Sea ice profoundly influences the polar environment and the global climate. Traditionally, Sea ice has been modeled as a continuum under Eulerian coordinates to describe its large-scale features, using, for instance, viscous-plastic rheology. Recently, Lagrangian particle models, also known as the discrete element method (DEM) models, have been utilized for characterizing the motion of individual sea ice fragments (called floes) at scales of 10 km and smaller, especially in marginal ice zones. This paper develops a multiscale model that couples the particle and the continuum systems to facilitate an effective representation of the dynamical and statistical features of sea ice across different scales. The multiscale model exploits a Boltzmann-type system that links the particle movement with the continuum equations. For the small-scale dynamics, it describes the motion of each sea ice floe. Then, as the large-scale continuum component, it treats the statistical moments of mass density and linear and angular velocities. The evolution of these statistics affects the motion of individual floes, which in turn provides bulk feedback that adjusts the large-scale dynamics. Notably, the particle model characterizing the sea ice floes is localized and fully parallelized, in a framework that is sometimes called superparameterization, which significantly improves computation efficiency. Numerical examples demonstrate the effective performance of the multiscale model. Additionally, the study demonstrates that the multiscale model has a linear-order approximation to the truth model.

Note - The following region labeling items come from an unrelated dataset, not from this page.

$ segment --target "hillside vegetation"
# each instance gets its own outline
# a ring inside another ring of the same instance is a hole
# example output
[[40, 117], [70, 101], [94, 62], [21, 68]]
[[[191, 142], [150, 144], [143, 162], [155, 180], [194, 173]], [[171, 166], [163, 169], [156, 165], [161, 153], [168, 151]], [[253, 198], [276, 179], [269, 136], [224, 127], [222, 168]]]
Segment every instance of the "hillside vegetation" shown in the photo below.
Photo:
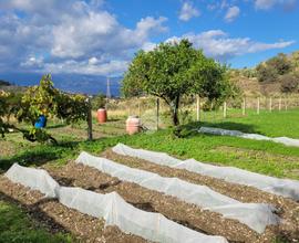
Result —
[[299, 92], [299, 51], [278, 55], [254, 68], [231, 70], [231, 78], [246, 95]]

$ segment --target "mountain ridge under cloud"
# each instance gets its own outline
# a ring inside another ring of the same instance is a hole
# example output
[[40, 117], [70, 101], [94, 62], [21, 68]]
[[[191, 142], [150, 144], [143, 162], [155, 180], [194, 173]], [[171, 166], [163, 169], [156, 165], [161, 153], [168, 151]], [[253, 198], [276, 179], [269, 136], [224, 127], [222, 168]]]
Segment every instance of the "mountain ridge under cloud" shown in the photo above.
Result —
[[[39, 84], [42, 74], [40, 73], [6, 73], [0, 75], [0, 80], [8, 81], [19, 86], [31, 86]], [[106, 77], [100, 75], [72, 75], [53, 74], [52, 80], [55, 87], [70, 92], [95, 95], [106, 94]], [[110, 89], [112, 96], [120, 96], [122, 77], [110, 77]]]

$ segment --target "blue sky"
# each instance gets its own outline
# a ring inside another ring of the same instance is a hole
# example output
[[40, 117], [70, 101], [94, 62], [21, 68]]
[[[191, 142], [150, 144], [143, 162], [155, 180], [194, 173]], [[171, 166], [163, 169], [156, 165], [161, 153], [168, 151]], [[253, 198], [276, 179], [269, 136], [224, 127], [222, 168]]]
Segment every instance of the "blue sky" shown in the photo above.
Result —
[[297, 0], [0, 0], [0, 73], [117, 76], [189, 39], [233, 67], [299, 50]]

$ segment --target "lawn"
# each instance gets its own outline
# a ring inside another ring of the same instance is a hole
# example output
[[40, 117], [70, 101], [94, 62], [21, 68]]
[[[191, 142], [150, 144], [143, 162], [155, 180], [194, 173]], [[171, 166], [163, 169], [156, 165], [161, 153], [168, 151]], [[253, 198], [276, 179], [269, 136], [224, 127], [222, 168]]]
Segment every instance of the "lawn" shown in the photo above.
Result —
[[[215, 123], [193, 123], [187, 126], [187, 129], [204, 125], [267, 136], [299, 138], [298, 118], [298, 109], [281, 113], [265, 112], [259, 116], [249, 114], [245, 117], [228, 117]], [[296, 147], [286, 147], [271, 141], [197, 133], [193, 133], [186, 138], [177, 138], [173, 135], [171, 128], [157, 133], [126, 136], [122, 135], [122, 126], [115, 122], [101, 126], [101, 128], [99, 128], [99, 125], [94, 125], [94, 127], [95, 130], [103, 134], [94, 141], [84, 140], [85, 130], [80, 125], [74, 128], [70, 126], [51, 128], [52, 133], [60, 139], [59, 146], [31, 144], [22, 140], [20, 135], [11, 134], [6, 141], [1, 141], [1, 154], [3, 156], [1, 156], [0, 168], [7, 170], [13, 162], [24, 166], [40, 166], [45, 162], [64, 165], [74, 159], [81, 150], [100, 154], [107, 147], [121, 141], [135, 147], [165, 151], [179, 158], [195, 158], [204, 162], [235, 166], [269, 176], [299, 179], [299, 148]], [[75, 133], [79, 134], [79, 131], [80, 135], [75, 136]], [[110, 131], [117, 134], [117, 136], [104, 136]]]
[[[233, 114], [233, 113], [231, 113]], [[213, 116], [209, 117], [209, 120]], [[254, 112], [245, 117], [234, 114], [227, 119], [214, 123], [192, 123], [186, 129], [200, 126], [215, 126], [239, 129], [267, 136], [289, 136], [299, 138], [299, 110], [264, 112], [259, 116]], [[0, 140], [0, 172], [4, 172], [13, 162], [23, 166], [44, 163], [60, 167], [75, 159], [80, 151], [101, 154], [117, 142], [138, 148], [165, 151], [182, 159], [195, 158], [204, 162], [234, 166], [246, 170], [299, 180], [299, 148], [286, 147], [271, 141], [248, 140], [236, 137], [221, 137], [190, 133], [177, 138], [173, 129], [157, 133], [124, 135], [122, 120], [113, 120], [100, 126], [94, 123], [95, 140], [86, 141], [85, 125], [64, 126], [50, 124], [51, 133], [59, 139], [59, 145], [32, 144], [19, 134], [9, 134]], [[113, 136], [111, 136], [113, 135]], [[0, 200], [0, 242], [68, 242], [68, 234], [50, 234], [38, 226], [34, 220], [14, 203]]]
[[51, 233], [32, 219], [25, 210], [3, 201], [0, 196], [0, 242], [72, 242], [66, 233]]

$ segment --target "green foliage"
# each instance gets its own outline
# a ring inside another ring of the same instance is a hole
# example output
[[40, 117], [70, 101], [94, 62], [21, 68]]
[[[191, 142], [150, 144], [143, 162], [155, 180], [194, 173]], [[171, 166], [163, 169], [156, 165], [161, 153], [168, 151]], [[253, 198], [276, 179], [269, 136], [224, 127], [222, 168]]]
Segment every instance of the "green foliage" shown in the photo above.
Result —
[[283, 53], [279, 53], [277, 56], [268, 60], [266, 63], [268, 66], [274, 67], [279, 75], [283, 75], [291, 71], [291, 63]]
[[280, 76], [280, 89], [282, 93], [293, 93], [299, 91], [299, 75], [288, 73]]
[[292, 67], [288, 56], [279, 53], [277, 56], [257, 66], [257, 77], [259, 82], [277, 82], [280, 75], [290, 73]]
[[2, 81], [0, 80], [0, 86], [10, 86], [11, 83], [9, 83], [8, 81]]
[[86, 119], [89, 109], [84, 96], [69, 95], [56, 89], [50, 74], [42, 76], [40, 85], [28, 88], [23, 95], [2, 92], [0, 103], [1, 117], [13, 114], [20, 123], [25, 122], [32, 126], [29, 130], [24, 130], [4, 123], [0, 118], [1, 135], [3, 136], [11, 127], [23, 133], [25, 139], [40, 142], [47, 140], [55, 142], [55, 139], [45, 129], [34, 127], [39, 116], [58, 117], [64, 119], [66, 124], [71, 124]]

翻译：海冰深刻影响极地环境与全球气候。传统上，海冰被建模为欧拉坐标系下的连续介质，通过粘塑性流变学等方法描述其大尺度特征。近年来，拉格朗日粒子模型（亦称离散元方法模型）被用于表征10公里及更小尺度下（尤其是边缘冰区）单个海冰碎块（即碎冰）的运动。本文发展了一种耦合粒子系统与连续介质系统的多尺度模型，以有效表征海冰在不同尺度下的动力学与统计学特征。该多尺度模型利用玻尔兹曼型系统将粒子运动与连续介质方程联系起来。在小尺度动力学层面，它描述了每个海冰碎块的运动；而在大尺度连续介质组分层面，它处理质量密度、线速度与角速度的统计矩。这些统计量的演化影响单个碎冰的运动，而碎冰的运动又通过体反馈调节大尺度动力学。值得注意的是，表征海冰碎块的粒子模型采用局部化与完全并行化架构（有时称为超参数化方法），显著提升了计算效率。数值算例展示了该多尺度模型的有效性能。此外，研究表明该多尺度模型对真实模型具有线性阶近似精度。